GRACE – (CHESSED) – are acts of kindness and charity that one may perform even above what the Torah obliges us to do.  These acts cannot be expressed by written laws and are not confined to the law.  They express the person’s connection to YHVH.

 

 

What about cheating back?0

 

 

Moreover, Jacob’s pledge to bring YHVH into our society

would also affect the way he would achieve JUSTICE.

Once the pledge become effective, Jacob would never   again

seek JUSTICE by cheating back.

 

He would never again try to circumvent his rivals.

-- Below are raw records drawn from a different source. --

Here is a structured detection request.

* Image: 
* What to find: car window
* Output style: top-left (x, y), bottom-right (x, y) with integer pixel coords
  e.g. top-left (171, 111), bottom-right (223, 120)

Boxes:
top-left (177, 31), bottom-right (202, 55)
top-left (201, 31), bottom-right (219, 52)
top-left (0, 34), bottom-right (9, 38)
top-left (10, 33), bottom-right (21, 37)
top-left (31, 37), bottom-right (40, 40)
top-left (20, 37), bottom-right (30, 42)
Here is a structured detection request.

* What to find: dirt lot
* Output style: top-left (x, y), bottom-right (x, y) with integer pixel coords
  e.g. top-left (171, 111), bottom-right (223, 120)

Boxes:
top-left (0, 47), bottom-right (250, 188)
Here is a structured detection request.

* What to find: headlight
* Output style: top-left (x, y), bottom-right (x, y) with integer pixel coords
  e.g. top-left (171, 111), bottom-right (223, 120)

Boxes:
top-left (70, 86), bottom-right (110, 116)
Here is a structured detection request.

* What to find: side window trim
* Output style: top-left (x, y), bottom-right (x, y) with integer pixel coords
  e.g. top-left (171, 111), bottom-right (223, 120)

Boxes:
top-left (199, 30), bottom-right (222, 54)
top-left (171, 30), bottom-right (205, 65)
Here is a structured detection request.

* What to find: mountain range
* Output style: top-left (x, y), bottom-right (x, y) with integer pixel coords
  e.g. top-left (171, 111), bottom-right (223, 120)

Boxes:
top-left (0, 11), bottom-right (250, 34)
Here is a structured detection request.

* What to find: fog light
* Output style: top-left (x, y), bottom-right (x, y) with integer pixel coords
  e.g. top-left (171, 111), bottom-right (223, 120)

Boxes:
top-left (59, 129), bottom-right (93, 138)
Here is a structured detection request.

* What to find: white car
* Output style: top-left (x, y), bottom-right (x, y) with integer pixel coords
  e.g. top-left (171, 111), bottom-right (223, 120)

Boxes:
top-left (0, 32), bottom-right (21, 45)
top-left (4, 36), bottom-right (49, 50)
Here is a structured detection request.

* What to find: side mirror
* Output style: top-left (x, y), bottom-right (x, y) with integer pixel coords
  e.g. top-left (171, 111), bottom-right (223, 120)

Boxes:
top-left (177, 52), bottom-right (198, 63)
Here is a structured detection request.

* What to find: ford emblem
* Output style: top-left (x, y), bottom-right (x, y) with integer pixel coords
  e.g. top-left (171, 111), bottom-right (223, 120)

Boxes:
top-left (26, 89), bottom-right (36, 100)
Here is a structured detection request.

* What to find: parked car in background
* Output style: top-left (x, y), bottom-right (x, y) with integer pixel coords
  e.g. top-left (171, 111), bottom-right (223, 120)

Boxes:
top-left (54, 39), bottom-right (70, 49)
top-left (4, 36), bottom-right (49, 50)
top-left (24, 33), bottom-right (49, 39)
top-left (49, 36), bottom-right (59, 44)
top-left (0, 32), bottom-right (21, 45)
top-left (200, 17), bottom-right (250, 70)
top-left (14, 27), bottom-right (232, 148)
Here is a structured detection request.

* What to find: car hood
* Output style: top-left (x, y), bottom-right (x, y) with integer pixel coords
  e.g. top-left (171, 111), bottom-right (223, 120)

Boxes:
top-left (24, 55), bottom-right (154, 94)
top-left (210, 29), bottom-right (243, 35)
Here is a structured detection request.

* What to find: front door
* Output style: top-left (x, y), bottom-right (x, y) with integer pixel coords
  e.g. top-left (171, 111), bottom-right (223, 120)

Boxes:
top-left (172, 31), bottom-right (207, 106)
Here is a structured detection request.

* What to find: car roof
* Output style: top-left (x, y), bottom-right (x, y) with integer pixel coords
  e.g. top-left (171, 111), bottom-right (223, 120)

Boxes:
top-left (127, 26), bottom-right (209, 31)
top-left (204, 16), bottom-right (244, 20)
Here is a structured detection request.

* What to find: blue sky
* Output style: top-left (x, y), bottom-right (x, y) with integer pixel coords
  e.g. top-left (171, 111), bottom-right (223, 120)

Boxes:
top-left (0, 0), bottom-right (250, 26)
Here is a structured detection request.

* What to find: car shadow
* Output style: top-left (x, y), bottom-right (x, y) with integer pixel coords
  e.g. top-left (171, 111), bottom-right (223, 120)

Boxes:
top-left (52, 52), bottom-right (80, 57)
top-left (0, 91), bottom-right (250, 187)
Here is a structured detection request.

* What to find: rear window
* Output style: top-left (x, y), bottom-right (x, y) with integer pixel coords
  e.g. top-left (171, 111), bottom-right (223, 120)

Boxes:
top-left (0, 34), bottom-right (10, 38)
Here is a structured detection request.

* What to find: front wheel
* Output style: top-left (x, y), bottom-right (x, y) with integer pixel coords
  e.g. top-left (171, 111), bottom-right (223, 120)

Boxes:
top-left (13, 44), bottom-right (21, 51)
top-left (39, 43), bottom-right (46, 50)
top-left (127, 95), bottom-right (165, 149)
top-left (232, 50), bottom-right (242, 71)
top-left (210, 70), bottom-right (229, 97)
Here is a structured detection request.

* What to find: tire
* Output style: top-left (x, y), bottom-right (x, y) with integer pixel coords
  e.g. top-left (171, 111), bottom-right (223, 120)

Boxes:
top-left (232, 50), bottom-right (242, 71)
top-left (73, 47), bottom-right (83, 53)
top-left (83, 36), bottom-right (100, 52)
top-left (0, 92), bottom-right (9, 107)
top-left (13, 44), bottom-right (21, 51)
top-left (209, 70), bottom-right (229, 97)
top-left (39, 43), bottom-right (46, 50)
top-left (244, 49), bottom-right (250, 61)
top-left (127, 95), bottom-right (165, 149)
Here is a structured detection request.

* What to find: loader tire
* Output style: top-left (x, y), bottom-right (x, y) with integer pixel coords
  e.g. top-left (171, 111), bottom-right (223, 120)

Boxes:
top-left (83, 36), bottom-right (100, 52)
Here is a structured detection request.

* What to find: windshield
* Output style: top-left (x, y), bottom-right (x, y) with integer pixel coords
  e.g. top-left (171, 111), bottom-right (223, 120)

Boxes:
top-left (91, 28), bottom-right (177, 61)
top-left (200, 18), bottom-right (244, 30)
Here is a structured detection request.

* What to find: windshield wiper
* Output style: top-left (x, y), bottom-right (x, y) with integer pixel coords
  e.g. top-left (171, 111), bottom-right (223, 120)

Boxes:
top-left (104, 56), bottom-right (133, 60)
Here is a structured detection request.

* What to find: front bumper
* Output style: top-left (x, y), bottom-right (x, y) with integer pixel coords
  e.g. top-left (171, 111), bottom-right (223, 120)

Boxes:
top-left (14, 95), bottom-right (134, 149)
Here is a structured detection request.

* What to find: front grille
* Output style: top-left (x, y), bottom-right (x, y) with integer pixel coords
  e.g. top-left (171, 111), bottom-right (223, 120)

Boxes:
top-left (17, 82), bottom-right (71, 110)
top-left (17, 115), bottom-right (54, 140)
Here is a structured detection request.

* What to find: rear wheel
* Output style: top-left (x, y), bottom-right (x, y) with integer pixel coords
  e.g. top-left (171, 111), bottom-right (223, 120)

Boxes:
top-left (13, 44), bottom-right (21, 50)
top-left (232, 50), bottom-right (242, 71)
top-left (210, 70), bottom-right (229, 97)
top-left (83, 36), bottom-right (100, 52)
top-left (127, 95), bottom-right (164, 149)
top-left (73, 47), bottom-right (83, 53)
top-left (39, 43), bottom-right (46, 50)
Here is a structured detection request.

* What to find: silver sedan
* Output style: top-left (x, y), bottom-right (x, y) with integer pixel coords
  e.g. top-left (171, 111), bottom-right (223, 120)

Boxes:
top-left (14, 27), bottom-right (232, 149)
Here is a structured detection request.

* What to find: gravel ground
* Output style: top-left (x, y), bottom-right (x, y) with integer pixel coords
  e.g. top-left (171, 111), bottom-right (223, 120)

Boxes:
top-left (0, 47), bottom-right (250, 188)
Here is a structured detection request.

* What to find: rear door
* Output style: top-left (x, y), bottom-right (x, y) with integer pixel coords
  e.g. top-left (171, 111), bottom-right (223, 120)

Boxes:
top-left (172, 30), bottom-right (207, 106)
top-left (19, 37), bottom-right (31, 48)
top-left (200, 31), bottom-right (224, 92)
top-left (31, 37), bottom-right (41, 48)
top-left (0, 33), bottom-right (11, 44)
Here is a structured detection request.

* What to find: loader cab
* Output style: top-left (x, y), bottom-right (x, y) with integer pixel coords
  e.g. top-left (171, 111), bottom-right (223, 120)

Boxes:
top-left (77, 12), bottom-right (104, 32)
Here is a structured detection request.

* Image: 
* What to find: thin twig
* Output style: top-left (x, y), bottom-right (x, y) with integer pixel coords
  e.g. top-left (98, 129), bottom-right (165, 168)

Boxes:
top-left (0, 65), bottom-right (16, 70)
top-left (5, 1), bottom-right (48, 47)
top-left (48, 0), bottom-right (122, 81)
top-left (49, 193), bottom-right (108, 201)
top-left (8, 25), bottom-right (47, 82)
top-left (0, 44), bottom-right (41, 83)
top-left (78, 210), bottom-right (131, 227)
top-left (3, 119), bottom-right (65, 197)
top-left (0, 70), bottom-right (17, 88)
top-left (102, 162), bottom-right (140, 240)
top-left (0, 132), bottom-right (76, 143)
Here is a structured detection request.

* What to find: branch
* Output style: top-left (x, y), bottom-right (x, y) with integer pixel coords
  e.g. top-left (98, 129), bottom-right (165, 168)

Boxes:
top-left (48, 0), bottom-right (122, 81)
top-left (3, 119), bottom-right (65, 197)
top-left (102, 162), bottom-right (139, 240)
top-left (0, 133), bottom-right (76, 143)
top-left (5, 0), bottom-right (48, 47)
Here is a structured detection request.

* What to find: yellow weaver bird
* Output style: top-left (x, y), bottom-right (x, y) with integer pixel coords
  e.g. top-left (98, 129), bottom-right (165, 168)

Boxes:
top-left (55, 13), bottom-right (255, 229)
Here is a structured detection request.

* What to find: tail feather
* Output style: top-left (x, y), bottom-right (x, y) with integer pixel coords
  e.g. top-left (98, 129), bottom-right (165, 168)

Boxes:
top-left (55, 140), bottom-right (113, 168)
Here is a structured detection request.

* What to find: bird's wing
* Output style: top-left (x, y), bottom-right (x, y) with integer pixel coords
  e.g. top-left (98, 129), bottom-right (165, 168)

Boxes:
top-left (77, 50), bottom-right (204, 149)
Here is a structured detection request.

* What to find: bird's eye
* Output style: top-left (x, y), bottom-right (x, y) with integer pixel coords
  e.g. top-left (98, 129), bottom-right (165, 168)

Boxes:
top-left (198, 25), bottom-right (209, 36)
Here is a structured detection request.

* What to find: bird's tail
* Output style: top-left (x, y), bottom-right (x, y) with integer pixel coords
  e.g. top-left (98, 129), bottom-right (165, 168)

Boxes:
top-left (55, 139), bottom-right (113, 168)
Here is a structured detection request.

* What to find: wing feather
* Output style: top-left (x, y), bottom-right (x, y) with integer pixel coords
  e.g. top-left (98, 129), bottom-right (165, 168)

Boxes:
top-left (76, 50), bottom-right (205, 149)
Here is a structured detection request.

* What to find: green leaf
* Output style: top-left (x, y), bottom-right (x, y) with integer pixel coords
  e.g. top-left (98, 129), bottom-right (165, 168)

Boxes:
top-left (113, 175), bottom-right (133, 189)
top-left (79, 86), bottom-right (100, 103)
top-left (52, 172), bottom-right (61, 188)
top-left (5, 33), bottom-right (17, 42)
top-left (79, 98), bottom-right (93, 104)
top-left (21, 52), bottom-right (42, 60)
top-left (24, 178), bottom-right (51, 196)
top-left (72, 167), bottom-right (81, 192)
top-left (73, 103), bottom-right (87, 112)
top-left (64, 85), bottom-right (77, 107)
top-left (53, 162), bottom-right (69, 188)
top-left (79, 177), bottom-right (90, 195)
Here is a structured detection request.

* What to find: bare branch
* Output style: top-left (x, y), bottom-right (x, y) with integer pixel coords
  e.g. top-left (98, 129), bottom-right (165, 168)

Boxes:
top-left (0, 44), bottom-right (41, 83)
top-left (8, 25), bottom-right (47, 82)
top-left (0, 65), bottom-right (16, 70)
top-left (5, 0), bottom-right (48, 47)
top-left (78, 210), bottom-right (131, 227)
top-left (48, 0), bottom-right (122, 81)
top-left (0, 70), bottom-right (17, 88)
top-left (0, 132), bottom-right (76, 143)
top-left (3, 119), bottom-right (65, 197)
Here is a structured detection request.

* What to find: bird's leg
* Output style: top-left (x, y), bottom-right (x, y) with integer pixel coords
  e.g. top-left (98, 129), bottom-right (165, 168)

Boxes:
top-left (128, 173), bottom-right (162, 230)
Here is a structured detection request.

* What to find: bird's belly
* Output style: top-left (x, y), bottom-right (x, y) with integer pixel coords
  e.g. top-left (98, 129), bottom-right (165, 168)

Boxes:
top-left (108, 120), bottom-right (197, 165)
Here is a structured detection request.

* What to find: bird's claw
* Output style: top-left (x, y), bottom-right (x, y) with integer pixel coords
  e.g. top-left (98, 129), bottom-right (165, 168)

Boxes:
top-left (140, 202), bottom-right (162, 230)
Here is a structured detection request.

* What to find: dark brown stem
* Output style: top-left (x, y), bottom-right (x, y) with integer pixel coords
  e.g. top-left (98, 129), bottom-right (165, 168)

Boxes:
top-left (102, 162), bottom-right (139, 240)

Instead, he would encounter them  face to face,

trying to achieve both JUSTICE and peace.

 

Cheating, after all, is the art of the Serpent in Eden,

which YHVH despises the most.

 

So, when he encounters Esau’s Angel on his way back home,

Jacob does not circumvent it but rather wrestle with it

FACE TO FACE through the night.

 

Each side threw at the other its accusations and grievances,

and Jacob even suffered a dislocated hip,

because the Angel of Esau had solid  accusations

against him, against Jacob.

 

Esau too had many merits of his own, like

honoring his parents and taking care of them at old age

while Jacob was out.

 

But in the end, Jacob won

and his name was changed forever to Israel,

which means “struggle with El directly.”

  

 

A New Name and a New Commandment

 

 

In addition, Jacob’s children took upon themselves

a new Commandment, the Ninth, the prohibition to eat the

sciatic nerve, to commemorate his stand for JUSTICE.

 

Hence commandment number nine  of Social JUSTICE

Supports Adam’s FIFTH Commandment JUSTICE given in Eden.

 

Thus, like Noah and Abraham,

Jacob not only fought for JUSTICE

but also added a new shed on it,

supported by a new Commandment,

and getting a new name: Israel.

In addition, Jacob called G-d by a new name: El the G-d of Israel.

 

 

Laws of JUSTICE and CIVIL ORDER

 

 

The RaMBaN writes, inn connection to the story of the city of Shchem,

that It is incumbent on all the Children of Noah

to become familiar with the CIVIL LAWS of JUSTICE

in the Talmud, and adapt them for themselves.

 

This is, indeed, the base of the idea,

proposed by the late Lubavitch Rabbi,

to establish a Yeshiva of Bnei Noah where all people

learn the Civil Laws from the Talmud,

in addition to the Seven Commandments of Noah

(and the Parsha of Bilaam.)

 

A note: In Kabbalah, the unity of YHVH and ELKM to form a KING is called Yakov, Jacob.  Now you know why.